When you think about what’s been going on in the world for the past week, you might be thinking more about Christmas than pedestrian fatalities, but the latter took no holiday this year. Over the course of the past week, South Jersey has seen an astonishing number of serious pedestrian injuries and deaths on its roadways.
Here’s what’s been happening.
On Sunday, December 28th, at 7pm in Franklin Township, Gloucester County, a police cruiser struck and killed a 10-year old boy “as he walked to a friend’s house for a sleepover.”
Also on Sunday the 28th, in Mount Laurel, Burlington Township, a man walking along South Church Street was struck and killed by a car at 5:25pm.
On Saturday, December 27th, another incident occurred in Franklin Township, Gloucester County, when a man in a pickup truck severely injured a man on a bicycle on Little Mill Road. Witnesses who saw the crash “told police they saw the truck driving off with the bike still attached.”
On Christmas Eve in Hammonton, Atlantic County, a 77-year old woman leaving a church mass was killed by a minivan at 5:30pm on Route 206.

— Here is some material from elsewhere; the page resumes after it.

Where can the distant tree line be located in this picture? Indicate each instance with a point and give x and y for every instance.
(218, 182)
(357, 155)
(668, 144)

Also on Christmas Eve, in Washington Township, Gloucester County, a 17-year old was killed by an SUV while finishing up “Christmas shopping with friends.”
Let’s explore some themes common to each incident. Almost all occurred on roadways with no sidewalk, or, if one was present, an inconsistent sidewalk broken up by driveways. Aside from Delsea Drive, there weren’t even shoulders to travel in. A plurality of incidents involved large vehicles (a pickup truck, an SUV, a minivan), which are given extra consideration on our roadways in the form of wider lanes that make crossing roads harder for pedestrians. And in all but one case, no charges were filed, which is all too common in cases of car-on-pedestrian/biker fatalities.
Next, let’s take a look at the roads where those people lost their lives. Those roads were designed by planners with the express purpose of moving cars with little care for people on foot or on bike. These incidents are no aberrations, but represent the hazards of everyday non-motorized life in South Jersey. Throughout our state’s history of building up its suburban sprawl, we’ve almost entirely given our spaces over to cars and trucks. And yet despite this extremely hostile environment, people still attempt to talk and bike around their neighborhoods. One of the shames of our state is truly that we ignore this basic human desire and instead cater near exclusively to motorized traffic.
It doesn’t have to be this way. You can move cars and allow pedestrians and bicyclists to live at the same time. South Jersey, and most of the rest of the state too, has merely spent 60 years ignoring this fact. But now that the state is reaching peak sprawl, more intelligent decisions have to be made about transportation. We have a moral imperative to stop preventable deaths on our roadways with roadway design that puts both motorized and non-motorized traffic on a more even playing field. I dearly hope that the planners of the 21st century take up this charge, lest more of our children die in the streets.